The Auto‐Digestion Hypothesis: Blockade of Pancreatic Digestive Enzymes in the Lumen of the Intestine during Hemorrhagic Shock Reduces Mortality.

Our evidence shows that pancreatic digestive enzyme blockade in the intestinal lumen reduces levels of inflammatory mediators in portal veins and central circulation with reduced peripheral inflammation, tissue swelling, and multi‐organ dysfunction. No study exists to examine whether blockade of the digestive enzymes in the lumen of the intestine during acute hemorrhagic shock leads to long‐term survival. Thus we exposed mature male Wistar rats to hemorrhagic shock (mean arterial pressure reduced from ~110 to 30 – 35 mmHg for 120 min) followed by full restoration of shed blood volume (0.5 U/ml heparin).
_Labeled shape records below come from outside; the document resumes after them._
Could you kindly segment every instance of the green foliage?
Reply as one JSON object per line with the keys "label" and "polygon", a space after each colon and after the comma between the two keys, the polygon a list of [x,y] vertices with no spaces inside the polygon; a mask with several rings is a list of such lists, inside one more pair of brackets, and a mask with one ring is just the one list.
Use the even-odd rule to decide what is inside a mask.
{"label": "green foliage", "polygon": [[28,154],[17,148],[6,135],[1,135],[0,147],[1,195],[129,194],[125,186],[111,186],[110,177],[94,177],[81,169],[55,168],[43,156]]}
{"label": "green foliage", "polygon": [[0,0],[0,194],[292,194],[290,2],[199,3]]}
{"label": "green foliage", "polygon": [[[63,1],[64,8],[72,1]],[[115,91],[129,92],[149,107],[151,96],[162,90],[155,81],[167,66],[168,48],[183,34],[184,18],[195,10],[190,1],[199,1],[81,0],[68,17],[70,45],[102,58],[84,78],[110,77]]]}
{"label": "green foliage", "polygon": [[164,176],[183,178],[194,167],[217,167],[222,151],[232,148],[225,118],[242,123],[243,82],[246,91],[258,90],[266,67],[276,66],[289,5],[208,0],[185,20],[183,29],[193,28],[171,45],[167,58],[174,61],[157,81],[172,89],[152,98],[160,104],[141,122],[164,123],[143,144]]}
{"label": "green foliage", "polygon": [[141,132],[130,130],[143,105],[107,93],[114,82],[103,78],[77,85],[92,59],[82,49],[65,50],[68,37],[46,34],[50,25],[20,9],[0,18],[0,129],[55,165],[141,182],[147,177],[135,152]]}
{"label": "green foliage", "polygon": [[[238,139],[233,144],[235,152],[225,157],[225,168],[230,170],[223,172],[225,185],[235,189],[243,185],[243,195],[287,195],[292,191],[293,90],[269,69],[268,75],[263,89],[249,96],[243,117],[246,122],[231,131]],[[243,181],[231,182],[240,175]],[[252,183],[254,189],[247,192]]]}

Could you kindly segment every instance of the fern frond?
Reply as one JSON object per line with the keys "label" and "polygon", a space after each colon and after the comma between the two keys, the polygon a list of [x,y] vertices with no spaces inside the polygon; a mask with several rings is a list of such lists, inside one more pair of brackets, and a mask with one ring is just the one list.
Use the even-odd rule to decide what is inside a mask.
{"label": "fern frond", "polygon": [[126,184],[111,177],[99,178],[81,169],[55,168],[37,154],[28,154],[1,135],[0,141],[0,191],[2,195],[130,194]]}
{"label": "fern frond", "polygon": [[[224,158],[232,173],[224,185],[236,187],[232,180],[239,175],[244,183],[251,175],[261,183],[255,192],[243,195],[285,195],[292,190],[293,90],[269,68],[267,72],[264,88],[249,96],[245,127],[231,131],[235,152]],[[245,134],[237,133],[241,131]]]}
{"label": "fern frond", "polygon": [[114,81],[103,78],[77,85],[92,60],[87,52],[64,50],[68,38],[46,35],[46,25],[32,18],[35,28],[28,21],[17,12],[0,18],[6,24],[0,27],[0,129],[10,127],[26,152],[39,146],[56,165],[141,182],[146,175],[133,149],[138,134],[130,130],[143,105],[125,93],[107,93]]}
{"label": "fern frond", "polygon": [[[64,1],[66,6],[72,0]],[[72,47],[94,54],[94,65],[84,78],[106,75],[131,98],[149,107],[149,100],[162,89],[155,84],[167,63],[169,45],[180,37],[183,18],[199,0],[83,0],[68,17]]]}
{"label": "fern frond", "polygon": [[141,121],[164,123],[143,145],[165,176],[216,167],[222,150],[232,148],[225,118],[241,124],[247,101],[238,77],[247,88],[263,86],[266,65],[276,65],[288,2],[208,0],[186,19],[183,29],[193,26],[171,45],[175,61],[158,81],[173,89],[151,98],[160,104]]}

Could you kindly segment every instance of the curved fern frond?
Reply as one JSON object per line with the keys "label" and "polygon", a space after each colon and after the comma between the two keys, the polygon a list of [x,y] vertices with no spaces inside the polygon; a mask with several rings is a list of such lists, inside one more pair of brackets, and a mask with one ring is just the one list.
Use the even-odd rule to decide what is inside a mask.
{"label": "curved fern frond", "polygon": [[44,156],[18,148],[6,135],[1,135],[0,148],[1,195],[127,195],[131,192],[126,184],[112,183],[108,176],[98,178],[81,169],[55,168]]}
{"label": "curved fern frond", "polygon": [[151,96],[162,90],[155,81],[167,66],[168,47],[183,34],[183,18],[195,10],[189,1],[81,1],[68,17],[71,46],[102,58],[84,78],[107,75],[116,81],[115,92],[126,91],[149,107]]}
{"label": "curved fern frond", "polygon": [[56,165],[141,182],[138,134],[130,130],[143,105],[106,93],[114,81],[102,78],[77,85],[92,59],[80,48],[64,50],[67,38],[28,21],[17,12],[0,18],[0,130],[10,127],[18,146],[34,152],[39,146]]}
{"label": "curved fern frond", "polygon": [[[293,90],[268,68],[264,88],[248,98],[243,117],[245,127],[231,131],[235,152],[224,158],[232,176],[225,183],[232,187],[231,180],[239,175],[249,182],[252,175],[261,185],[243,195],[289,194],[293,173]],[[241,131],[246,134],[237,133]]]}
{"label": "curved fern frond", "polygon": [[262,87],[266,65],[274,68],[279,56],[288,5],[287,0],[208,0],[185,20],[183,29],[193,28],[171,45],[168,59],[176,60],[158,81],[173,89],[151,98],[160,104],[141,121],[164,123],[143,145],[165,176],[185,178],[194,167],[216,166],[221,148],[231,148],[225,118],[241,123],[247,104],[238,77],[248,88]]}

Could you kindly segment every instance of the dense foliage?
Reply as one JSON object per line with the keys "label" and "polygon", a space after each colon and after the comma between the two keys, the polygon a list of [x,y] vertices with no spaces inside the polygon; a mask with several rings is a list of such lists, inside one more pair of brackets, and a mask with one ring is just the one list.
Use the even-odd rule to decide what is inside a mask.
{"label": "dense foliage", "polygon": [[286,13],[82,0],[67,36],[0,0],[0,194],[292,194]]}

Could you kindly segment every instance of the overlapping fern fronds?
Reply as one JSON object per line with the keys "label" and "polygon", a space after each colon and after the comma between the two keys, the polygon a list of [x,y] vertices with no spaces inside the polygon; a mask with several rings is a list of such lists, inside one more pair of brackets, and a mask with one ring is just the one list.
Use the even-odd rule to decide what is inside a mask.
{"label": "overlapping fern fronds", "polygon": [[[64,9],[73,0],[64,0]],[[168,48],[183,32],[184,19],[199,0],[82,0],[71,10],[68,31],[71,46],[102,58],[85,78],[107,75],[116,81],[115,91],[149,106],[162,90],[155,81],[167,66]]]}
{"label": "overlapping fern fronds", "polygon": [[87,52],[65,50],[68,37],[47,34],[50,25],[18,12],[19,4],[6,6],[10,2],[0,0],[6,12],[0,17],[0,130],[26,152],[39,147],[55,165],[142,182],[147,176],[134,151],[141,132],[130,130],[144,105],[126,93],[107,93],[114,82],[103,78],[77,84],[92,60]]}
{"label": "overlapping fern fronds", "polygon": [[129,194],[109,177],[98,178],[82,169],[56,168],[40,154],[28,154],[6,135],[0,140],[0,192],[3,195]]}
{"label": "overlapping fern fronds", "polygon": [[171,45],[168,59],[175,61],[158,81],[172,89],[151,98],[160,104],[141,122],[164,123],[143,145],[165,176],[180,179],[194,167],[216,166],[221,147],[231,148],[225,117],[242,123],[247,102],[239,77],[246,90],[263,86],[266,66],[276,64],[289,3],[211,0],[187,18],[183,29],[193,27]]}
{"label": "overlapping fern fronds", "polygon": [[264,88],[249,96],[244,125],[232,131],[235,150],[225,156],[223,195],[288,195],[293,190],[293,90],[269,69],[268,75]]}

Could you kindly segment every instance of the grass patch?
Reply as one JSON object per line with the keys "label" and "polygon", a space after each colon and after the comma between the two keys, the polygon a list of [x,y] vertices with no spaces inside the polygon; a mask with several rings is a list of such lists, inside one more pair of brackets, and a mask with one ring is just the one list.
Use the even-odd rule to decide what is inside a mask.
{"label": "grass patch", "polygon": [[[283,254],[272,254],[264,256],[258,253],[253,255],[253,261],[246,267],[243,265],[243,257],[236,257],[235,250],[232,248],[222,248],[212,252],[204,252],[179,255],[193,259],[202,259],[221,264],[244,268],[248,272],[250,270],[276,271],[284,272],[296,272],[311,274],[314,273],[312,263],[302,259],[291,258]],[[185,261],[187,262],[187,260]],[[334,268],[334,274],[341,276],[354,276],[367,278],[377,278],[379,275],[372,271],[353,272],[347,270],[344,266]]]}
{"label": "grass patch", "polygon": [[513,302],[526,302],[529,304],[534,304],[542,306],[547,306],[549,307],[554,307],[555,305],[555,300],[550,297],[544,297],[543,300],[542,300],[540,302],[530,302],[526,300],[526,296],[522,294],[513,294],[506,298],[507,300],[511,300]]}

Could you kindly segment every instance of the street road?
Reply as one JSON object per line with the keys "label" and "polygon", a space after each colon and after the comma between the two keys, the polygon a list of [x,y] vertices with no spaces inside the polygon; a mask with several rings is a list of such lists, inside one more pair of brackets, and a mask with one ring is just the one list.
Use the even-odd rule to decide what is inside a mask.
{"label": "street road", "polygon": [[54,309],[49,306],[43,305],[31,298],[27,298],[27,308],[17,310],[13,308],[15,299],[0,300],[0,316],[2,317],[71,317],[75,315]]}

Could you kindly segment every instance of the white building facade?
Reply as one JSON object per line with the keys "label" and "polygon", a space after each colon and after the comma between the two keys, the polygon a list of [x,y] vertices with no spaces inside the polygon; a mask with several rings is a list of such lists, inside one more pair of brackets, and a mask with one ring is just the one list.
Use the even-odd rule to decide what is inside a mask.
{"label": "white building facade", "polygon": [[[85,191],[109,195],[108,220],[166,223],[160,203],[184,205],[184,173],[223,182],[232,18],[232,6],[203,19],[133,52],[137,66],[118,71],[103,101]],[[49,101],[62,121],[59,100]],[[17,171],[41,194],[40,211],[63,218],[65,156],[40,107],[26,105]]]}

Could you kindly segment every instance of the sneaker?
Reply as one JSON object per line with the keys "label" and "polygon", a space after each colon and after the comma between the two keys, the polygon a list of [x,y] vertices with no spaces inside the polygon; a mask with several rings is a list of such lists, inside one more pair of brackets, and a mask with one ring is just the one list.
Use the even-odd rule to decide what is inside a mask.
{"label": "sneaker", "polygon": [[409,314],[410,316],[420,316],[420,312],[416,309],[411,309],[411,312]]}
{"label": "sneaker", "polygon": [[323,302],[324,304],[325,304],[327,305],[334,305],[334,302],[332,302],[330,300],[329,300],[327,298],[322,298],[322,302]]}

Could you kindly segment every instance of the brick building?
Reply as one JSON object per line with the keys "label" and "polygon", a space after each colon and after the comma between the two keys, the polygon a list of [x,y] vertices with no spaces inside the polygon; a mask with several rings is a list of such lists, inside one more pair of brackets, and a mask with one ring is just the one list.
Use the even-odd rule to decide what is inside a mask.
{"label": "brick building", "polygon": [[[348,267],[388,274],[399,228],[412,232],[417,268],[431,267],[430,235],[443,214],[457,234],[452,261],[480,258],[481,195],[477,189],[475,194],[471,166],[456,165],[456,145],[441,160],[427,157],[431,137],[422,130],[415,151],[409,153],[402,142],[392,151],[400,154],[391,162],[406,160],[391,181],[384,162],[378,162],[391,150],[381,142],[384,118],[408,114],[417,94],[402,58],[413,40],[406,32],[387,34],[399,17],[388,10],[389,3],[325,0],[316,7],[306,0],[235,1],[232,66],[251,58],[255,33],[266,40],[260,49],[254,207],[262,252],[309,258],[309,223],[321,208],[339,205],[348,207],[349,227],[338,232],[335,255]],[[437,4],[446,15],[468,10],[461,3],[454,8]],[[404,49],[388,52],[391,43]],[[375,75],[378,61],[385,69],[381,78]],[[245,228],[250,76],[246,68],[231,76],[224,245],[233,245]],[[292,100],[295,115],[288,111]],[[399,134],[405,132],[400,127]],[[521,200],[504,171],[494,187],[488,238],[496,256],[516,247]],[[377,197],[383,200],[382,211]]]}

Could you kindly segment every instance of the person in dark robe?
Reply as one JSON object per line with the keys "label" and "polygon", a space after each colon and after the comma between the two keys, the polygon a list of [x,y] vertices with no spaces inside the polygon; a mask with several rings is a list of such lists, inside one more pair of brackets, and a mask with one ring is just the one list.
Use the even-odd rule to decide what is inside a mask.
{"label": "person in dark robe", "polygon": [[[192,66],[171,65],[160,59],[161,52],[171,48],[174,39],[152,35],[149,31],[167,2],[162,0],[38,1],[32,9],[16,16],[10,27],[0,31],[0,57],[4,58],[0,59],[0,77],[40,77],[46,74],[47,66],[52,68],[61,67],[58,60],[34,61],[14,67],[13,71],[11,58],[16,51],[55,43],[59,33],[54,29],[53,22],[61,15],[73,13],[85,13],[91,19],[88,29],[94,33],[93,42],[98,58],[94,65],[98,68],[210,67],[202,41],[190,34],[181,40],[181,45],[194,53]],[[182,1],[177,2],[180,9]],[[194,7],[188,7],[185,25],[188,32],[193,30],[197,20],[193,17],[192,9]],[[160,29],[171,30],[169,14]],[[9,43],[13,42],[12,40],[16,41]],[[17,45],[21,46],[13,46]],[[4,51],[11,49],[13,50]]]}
Control animals were administered at 60 min GoLytely® by direct injection (15 ml) into the lumen of the duodenum, ileum and secum. Treated animals received at 60 min or prior at the time of pressure decompensation (between 40 and 60 min) GoLytely supplemented with the pancreatic enzyme inhibitor ANGD (PNAS, 97:, 2000; 0.1 mM; 15 ml). Survival was recorded for 2 weeks until normal weight gain. Without blockade of digestive enzymes 8/9 rats died within the first 12 hours, while with blockade 8/10 rats survived. Digestive enzymes blockade at a later stage of hemorrhagic shock yields reduced survival. These results show a dramatic reduction of mortality in hemorrhagic shock induced multi‐organ failure with possible clinical utility. Supported in part by HL 67825.